Napoli

Vincenzo De Luca ha realizzato il suo sogno, ha svuotato in maniera irrimediabile il Partito Democratico napoletano rendendolo ancora più influente e isolato di quanto si potesse anche solo immaginare qualche mese fa.

A confermare la scomparsa del PD napoletano come soggetto politico vivo e legato alla comunità che vorrebbe rappresentare, è la lista di nomi che il segretario Leo Annunziata ha letto in una direzione regionale che in un caldo 11 agosto è stata convocata e svolta in streaming, con i soliti problemi di connessione, di ricezione e di comunicazione che però erano tipici dei dem anche prima degli streaming.

I nomi della lista, tolti gli uscenti che, data anche la lunga carriera, sono conosciuti su tutto il territorio, sono perfetti sconosciuti. 

Si va infatti dalla capolista che dovrebbe essere la paladina del civismo, Giordana Mobillo e che nessuno ha riuscerebbe a riconoscere neanche nelle stanze di Santa Brigida. Mobillo è una donna laureata in sociologia che vanta nel curriculum il lavoro di coordinatrice dei corsi di formazione professionale alla Multicenter School e capo del personale al “Comicon”, ma cosa più importante è figlia di Aldo Mobillo, sindaco di Pozzuoli dal ’93 al ’97. Una biografia anonima che non giustifica certo la guida della lista del partito di maggioranza della coalizione deluchiana nel collegio più grande della regione.

Di questo livello anche gli altri candidati, la maggior parte sconosciuti, nomi che nulla suscitano nell’elettorato e nella società. 
Ora che il Pd ha dimostrato ancora una volta quanto sia profonda e larga la faglia scavata in questa anni tra questo soggetto politico e la realtà quotidiana della città e della provincia di Napoli, il segretario metropolitano Marco Sarracino può anche iniziare ad ammettere che questo suo scorcio di segreteria è un fallimento.

Avevano promesso una rivoluzione e invece è arrivato un passo indietro che getta il partito di Via Santa Brigida in una condizione di irrilevanza non solo elettorale ma politica e culturale che oggi sembra insanabile. 

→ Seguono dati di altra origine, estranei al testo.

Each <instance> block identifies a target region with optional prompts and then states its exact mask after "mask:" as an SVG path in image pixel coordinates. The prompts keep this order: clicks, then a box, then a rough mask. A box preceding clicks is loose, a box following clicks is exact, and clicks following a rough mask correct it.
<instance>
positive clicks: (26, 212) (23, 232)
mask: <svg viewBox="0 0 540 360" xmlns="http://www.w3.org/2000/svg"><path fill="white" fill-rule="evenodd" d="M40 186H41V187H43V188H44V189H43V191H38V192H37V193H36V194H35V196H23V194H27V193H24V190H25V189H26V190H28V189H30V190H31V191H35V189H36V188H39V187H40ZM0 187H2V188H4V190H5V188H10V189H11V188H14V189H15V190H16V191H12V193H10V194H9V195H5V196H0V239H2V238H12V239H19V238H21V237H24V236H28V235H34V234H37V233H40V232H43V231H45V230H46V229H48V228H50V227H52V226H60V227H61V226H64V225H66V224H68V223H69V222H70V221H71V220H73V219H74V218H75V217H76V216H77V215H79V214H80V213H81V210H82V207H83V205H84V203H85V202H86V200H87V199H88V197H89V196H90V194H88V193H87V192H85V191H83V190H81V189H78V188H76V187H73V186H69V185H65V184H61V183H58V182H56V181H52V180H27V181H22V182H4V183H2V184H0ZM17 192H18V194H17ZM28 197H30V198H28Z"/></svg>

Non è arrivato il nome del luminare della scienza. Non è arrivato il nome del lavoratore che vive quotidianamente le conseguenze dei conflitti del mondo del lavoro a partire dalla Whirlpool. Non è arrivato il nome dell’intellettuale o dell’artista che in questa fase di ricostruzione del mondo vuole mettere a disposizione le sue competenze per ripensare la nostra società. Non sono arrivati i nomi che farebbero del Pd un partito con i piedi e la testa nella realtà che lo circonda.
Non c’è nulla nella lista dei democratici se non fosse per le contrapposizioni interne, le logiche correntizie, le battaglie intestine che negli anni hanno trasformato il Partito Democratico da primo partito liquido della storia italiana ad una bagnarola che imbarca acqua e affonda.

Davanti alla pochezza messa in campo suonano ancora più irrazionali e distaccate dalla realtà le parole che per mesi i dirigenti metropolitani di questo partito hanno ripetuto in tute le salse. 

De Luca intanto continua a crescere e si prepara ad abbattere l’ultimo ostacolo che lo separa dal trasformare la poltrona da presidente nel trono del re della Campania. Un ostacolo che anche in questi anni per il presidente non è stato né il Movimento 5 Stelle, né il centrodestra che oggi si sta spostando armi e bagagli a casa De Luca, ma proprio quel Partito Democratico sempre pronto ad implodere al suo interno per giochi di potere e ad esplodere all’esterno per mantenere un equilibrio innaturale tra i vari potentati di partito.